Le mois dernier, l’ONU et d’autres agences avaient fait savoir que plus d’un demi-million de personnes à Gaza, soit un quart de la population, connaissaient la faim en raison de la quantité insuffisante de produits alimentaires autorisés à entrer sur le territoire.

Le colonel Moshe Tetro s’exprime pendant un point-presse au poste-frontière avec Gaza, Kerem Shalom, le 10 janvier 2024.

Le Conseil de sécurité des Nations unies a adopté une résolution, à la fin du mois de décembre, appelant à la « délivrance immédiate, sûre et sans entrave de l’assistance humanitaire » aux civils de la bande de Gaza.

Tetro a aussi démenti qu’il y avait des blocages du côté israélien empêchant les aides d’atteindre la population de l’enclave et il a insisté sur le fait que « le problème émane des organisations internationales qui sont chargées de recevoir et de traiter ces aides ».

Des propos qui ont contredit ceux des responsables de l’ONU, qui mettent constamment Israël en cause.

Le directeur du Programme alimentaire mondial, Carl Skau, a indiqué la semaine dernière que la raison des retards était « les sérieux blocages survenant au poste-frontière de Rafah », niant un manque de personnel des Nations unies. « Nos équipes restent de l’autre côté de la frontière en attendant de pouvoir prendre possession des aides qui la traversent – et cette traversée ne s’effectue donc pas comme il le faudrait. »

Avant la réouverture de Kerem Shalom, les camions transportant les aides humanitaires étaient inspectés par les autorités israéliennes au poste-frontière de Nitzana, qui sépare l’État juif et l’Égypte, avant de se rendre à Rafah.
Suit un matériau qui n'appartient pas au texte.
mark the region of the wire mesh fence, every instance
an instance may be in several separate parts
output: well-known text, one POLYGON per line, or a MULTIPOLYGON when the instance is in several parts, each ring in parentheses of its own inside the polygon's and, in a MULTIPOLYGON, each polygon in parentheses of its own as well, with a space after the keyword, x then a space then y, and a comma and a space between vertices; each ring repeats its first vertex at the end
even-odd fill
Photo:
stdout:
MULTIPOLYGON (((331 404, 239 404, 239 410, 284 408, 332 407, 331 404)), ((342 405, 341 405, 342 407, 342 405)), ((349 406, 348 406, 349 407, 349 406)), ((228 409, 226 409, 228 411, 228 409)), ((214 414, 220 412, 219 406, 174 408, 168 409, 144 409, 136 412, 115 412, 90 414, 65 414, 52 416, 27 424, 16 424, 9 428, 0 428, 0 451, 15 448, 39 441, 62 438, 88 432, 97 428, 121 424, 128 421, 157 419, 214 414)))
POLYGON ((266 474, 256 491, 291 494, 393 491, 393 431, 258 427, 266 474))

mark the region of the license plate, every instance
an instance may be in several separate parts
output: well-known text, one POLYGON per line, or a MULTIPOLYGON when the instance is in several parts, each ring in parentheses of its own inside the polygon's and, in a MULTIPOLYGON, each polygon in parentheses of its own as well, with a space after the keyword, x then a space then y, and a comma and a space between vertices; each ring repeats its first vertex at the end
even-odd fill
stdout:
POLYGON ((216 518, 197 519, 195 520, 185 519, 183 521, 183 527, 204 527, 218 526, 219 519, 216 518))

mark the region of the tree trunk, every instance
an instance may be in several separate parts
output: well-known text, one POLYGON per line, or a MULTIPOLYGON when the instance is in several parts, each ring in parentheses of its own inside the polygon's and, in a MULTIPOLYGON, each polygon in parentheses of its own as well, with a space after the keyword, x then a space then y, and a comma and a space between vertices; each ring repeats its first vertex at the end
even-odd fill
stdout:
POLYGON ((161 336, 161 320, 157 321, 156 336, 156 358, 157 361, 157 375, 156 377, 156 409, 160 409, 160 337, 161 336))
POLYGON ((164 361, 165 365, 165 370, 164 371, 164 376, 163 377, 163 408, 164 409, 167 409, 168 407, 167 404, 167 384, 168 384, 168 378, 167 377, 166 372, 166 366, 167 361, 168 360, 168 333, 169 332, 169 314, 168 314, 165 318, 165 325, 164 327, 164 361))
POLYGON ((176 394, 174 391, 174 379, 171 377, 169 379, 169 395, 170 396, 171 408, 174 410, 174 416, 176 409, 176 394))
A la mi-décembre, sous les pressions américaines qui sommaient Israël de raccourcir les délais concernant l’entrée des produits alimentaires, de l’eau et des médicaments, le cabinet de sécurité israélien a finalement approuvé l’ouverture du poste-frontière de Kerem Shalom – pour inspecter les aides à destination de Rafah dans un premier temps et plus tard, pour permettre à cette assistance d’entrer directement à Gaza.

Au poste-frontière, mercredi, après l’examen, par les autorités israéliennes, des aides arrivées ce jour-là, des chauffeurs égyptiens ont reconditionné leurs camions qui transportaient du riz, des rondelles de carottes et du corned beef avant de franchir la frontière avec Gaza.

Farid Muhammad de Mansoura, en Égypte, est venu au poste-frontière de Kerem Shalom pour la toute première fois pour aider à transférer des aides à Gaza le 10 janvier. (Crédit : Charlie Summers/Times of Israel)

Farid Muhammad, venu de Mansoura, en Égypte, pour faire entrer des aides dans la bande, a indiqué que c’était la toute première fois qu’il empruntait le poste-frontière.

« S’il y a une autre opportunité de le faire, je le ferai ; c’est mon devoir à l’égard de mes frères [de Gaza] », a-t-il dit après avoir préparé son camion. « Nous faisons tout ce que nous pouvons, tout ce qui est possible… J’espère que ça suffira, je l’espère vraiment ».

En plus des produits alimentaires qui, selon le COGAT, représentent 70 % des chargements des camions, de l’eau, des équipements médicaux et des matériaux permettant de construire des refuges artisanaux traversent également le poste-frontière de Kerem Shalom.